Speakers include – and the list looks great – Rem Koolhaas, Andrea Branzi, Stefano Boeri, Anuradha Mathur, and super-dean Mohsen Mostafavi, among many, many others.

—Saturday, April 4, in Montreal, the excellent Canadian Centre for Architecture will sponsor Mapping Rural Montréal: “Artist Amy Franceschini leads an exploration of rural sites and activities in Montréal, questioning the dichotomy of country and city (in English). $10 per person. Free for children under 12. Reservations required: (514) 939-7026.”

—On April 25, Esotouric will be hosting a bus tour of Raymond Chandler’s Los Angeles: “Bungalows. Crime. Hollywood. Blondes. Vets. Smog. Death. This was Raymond Chandler’s Los Angeles, which resonated from deft and melancholy fits of his writer’s bow.” Esotouric’s Reyner Banham Loves Los Angeles tour also looks well worth a spin.

—Finally, for now – as there are dozens and dozens of other amazing events I could mention – the Architectural League in New York is hosting what sounds like an exciting two-day conference called New Architectures of India, from April 30-May 1. It will “address the architectural and urban forms that are emerging as a turbulent ‘second modernity’ rearranges a vast part of the landscape of India.”

All of these are barely the tip of the iceberg, however; I’ll hope to keep track of other lectures, events, gallery openings, conferences, courses, and such like as the year trundles on.

8 thoughts on “Talks, Tours, and the Cities of Tomorrow”

  1. “even as the Mormon Church “resisted” gay marriage in California.”

    I seem to recall a substantial majority of voters in California of all sorts resisting this as well.

  2. Gerard – thus the bill’s passage. But it seems foolish not to look at how that broad-based support was achieved, as it has substantially to do with the exposure this Proposition received through private funding, funding that was connected to out-of-state Mormon donors.

  3. I support gay marriage. I understand that, but the irony was — after the election was analyzed — that some of the largest voter blocks that passed it were African-American. And yet one did not see gay activists parading through the streets of south central and fulminating at African-American churches, only at the much, much safer Mormons. I’d say that shows somewhat less than the courage of one’s convictions.

    In addition, one would note that the opposition to the measure also received a large amount of private funding from organizations and individuals in favor of gay marriage. Our you saying that the latter was okay but the former not okay?

  4. Gerard, I’m not saying that either is okay – although I’m curious why “individuals in favor of gay marriage” would have donated money in support of this particular Proposition.

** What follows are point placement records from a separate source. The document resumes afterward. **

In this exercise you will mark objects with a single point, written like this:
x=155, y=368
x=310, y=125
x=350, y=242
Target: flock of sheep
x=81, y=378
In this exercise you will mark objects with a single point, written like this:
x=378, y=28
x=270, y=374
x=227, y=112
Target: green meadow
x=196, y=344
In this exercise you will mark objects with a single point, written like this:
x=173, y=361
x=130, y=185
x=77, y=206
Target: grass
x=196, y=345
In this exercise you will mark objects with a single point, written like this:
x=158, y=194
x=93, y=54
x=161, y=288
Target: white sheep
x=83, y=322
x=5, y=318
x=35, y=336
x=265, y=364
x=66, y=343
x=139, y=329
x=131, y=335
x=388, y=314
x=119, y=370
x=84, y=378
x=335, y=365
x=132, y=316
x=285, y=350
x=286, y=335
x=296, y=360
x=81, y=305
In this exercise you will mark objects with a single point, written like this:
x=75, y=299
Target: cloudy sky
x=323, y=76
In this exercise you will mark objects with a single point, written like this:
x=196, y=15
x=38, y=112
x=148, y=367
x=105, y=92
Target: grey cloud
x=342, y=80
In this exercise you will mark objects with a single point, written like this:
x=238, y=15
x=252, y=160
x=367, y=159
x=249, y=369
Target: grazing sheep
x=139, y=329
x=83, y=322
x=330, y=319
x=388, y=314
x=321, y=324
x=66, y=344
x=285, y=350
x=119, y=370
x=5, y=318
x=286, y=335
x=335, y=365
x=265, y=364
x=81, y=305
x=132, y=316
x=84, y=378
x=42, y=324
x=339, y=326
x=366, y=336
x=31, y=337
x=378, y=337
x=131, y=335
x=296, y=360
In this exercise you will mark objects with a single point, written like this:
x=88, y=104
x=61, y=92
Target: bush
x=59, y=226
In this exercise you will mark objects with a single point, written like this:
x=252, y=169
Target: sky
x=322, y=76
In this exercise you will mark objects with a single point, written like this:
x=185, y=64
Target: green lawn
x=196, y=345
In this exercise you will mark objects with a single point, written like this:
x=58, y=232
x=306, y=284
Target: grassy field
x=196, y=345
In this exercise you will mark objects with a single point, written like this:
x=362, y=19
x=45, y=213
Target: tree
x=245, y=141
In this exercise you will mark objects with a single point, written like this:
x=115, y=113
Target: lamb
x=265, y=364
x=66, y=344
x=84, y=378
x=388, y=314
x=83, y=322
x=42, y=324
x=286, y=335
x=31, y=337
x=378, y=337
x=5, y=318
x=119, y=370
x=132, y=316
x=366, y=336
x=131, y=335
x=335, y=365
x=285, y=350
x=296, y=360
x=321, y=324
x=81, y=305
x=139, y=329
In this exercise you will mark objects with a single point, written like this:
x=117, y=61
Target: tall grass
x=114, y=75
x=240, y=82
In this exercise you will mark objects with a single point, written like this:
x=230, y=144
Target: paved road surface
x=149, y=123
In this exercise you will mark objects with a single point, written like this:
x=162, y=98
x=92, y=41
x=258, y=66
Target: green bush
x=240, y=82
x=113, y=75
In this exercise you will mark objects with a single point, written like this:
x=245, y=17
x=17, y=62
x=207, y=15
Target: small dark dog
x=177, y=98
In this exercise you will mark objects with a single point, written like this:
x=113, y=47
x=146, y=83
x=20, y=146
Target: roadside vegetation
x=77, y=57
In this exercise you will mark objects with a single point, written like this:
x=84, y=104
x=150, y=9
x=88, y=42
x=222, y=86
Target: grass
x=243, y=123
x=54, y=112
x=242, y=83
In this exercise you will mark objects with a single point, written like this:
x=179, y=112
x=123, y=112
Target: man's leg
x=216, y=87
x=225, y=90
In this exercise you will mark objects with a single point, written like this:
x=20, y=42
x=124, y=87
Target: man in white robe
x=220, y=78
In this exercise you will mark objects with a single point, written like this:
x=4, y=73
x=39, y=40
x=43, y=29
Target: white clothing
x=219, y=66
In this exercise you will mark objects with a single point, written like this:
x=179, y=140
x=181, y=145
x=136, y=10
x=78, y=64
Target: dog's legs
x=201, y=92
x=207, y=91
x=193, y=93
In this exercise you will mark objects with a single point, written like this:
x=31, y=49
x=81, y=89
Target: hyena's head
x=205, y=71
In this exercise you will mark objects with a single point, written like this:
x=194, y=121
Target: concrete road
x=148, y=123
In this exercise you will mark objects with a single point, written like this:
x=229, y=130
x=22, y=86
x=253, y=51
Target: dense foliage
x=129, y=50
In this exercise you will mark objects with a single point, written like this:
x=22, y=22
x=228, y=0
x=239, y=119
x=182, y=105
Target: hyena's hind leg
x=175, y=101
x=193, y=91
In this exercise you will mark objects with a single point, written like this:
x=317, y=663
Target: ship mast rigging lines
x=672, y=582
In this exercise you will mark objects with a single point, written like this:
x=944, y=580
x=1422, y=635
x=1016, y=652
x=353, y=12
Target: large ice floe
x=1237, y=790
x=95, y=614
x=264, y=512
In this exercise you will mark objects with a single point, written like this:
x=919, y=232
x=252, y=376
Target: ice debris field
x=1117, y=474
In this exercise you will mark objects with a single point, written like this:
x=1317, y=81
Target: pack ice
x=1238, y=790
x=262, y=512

    For my own part here, I am more or less just lazily highlighting the private moneys raised by religious groups – in particular, Mormon groups – in support of the bill. The fact that “one did not see gay activists parading through the streets of south central and fulminating at African-American churches, only at the much, much safer Mormons,” is a sad sign of the way political protests now work – however, my own post clearly falls into the same pattern of taking aim at easy targets.

    But, even having said that, my original point stands – which is that, from the standpoint of those who supported the passage of Proposition 8, they were doing so as an act of political resistance to the existing state of affairs, in particular to the apparently domineering (and now infamous) taunts of San Francisco mayor Gavin Newsom and his “whether you like or not” quip that was so endlessly replayed here. To use the absurdly vacuous catch phrase of far too many political groups today, Prop 8 supporters were “sites of resistance” – because resistance is a politically neutral strategy with no allegiance to a particular party or social agenda. WalMart “resists” the Environmental Protection Agency whenever it builds a new store on a wetlands site. Etc. etc.

  5. What I meant was that those in favor of gay marriage funded their side of the debate.

    But I do take your larger point about resistance as being correct.